やはり、「ルフィ」率いる特殊詐欺グループの背後には、国内最大の暴力団の存在があったようだ。
「ルフィ」を名乗る広域強盗事件の指示役のひとり、渡辺優樹容疑者(38)らフィリピンの入管施設に拘束されている特殊詐欺グループの幹部4人について、同国法務省は31日、2月頭にも全員を日本側に引き渡す方針を明らかにした。
警視庁はすでに特殊詐欺事件で、4人の逮捕状を取得。渡辺容疑者がリーダーを務める同グループによる詐欺被害は、2018年11月から20年6月ごろまで全国各地で約2300件、被害総額は計約35億円に上る。
これまで大阪府警などの合同捜査本部は、70人以上の実行犯を逮捕している。20年2月には、大阪、北海道など11道府県警の合同捜査本部が6代目山口組の中核組織「弘道会」傘下「福島連合」の組関係者の男(当時45歳)を組織的犯罪処罰法違反(犯罪収益等収受)の疑いで逮捕。その1週間後、札幌市内の組事務所をガサ入れした。

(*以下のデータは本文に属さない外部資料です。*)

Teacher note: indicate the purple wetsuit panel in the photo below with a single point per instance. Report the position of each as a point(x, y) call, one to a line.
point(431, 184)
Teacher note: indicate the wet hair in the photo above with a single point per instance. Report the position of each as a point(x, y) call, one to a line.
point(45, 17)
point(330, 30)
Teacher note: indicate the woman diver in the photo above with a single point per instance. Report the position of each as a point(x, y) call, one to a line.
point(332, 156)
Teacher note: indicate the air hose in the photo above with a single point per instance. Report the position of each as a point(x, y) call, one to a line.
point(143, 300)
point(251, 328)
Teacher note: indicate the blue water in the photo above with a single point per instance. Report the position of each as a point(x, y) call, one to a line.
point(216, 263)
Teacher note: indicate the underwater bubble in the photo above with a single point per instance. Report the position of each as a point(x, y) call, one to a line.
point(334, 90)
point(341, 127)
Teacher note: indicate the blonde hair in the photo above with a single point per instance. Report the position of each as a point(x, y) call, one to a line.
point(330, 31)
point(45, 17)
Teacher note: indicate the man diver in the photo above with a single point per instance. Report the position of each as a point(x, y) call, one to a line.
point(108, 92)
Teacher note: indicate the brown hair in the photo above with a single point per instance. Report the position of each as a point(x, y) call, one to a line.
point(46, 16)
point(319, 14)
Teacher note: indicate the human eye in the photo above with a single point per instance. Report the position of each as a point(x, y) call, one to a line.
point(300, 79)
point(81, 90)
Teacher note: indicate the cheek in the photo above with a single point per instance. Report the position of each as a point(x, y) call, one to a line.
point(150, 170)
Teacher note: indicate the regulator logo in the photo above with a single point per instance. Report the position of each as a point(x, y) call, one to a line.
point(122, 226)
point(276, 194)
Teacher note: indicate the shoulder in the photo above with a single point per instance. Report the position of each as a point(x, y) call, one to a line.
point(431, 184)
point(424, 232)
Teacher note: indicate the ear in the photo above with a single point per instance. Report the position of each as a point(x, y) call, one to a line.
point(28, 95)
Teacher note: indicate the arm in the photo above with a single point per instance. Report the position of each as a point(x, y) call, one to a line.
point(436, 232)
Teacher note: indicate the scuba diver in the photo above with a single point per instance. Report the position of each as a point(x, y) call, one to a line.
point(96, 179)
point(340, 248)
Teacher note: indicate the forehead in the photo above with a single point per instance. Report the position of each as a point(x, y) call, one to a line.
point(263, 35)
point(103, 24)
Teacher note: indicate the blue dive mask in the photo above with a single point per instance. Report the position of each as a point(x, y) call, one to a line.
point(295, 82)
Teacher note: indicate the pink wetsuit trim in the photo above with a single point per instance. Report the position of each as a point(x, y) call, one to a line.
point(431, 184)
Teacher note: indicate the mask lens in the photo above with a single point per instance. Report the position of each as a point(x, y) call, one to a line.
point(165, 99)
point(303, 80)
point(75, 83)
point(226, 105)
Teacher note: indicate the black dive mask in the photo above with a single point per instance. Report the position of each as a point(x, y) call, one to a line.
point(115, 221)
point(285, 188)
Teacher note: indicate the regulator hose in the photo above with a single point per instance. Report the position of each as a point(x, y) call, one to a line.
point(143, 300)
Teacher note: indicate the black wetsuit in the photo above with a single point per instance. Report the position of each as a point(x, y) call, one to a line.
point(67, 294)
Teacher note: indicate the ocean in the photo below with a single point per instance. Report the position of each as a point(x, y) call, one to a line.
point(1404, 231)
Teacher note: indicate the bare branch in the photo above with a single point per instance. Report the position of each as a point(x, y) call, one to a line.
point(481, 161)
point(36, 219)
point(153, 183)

「男は19年7月、キャッシュカードをすり替える手口で特殊詐欺を繰り返していた渡辺容疑者のグループの女から、現金10万円を自身の口座に振り込ませていたことが判明。当然、犯罪で得た収益の一部と知っていた。この男には、数回にわたってカネが流れていた。グループの幹部に複数人の組関係者がいたことから、捜査本部は特殊詐欺による収益が暴力団の資金源になっているとみて、捜査を進めていた」(捜査事情通)
■幹部同士や組関係者とは札幌で知り合ったか
渡辺容疑者は北海道別海町の出身。中標津町の高校を卒業後、札幌に出てキャバクラ店で働き、その後、ススキノで飲食店経営を始めたが、すぐに店を閉めた。今回、逮捕状が出た4人のうち、渡辺容疑者ら3人が北海道出身(1人は不明)で同年齢だったことから、幹部同士や組関係者とは札幌で知り合ったとみられる。
「渡辺は札幌で不動産業を営んでいた12年、市内の元ホストクラブの従業員の自宅から現金1000万円と高級腕時計など300万円相当を盗んでパクられている。この時も知り合いから、被害者宅に多額の現金があることを事前に聞き出し、仲間と4人で犯行に及んでいた。今回の広域連続強盗事件とまったく同じ手口です。渡辺はフィリピン渡航後も、現地で暴力団と関わりがあることを吹聴していた」(捜査事情通)
広域強盗事件では多額の現金や高級時計、装飾品が置いてある自宅や店舗が狙われていることから、渡辺容疑者らが反社会的組織などから襲撃先の情報を入手し、犯行を繰り返していた可能性もあるとみられている。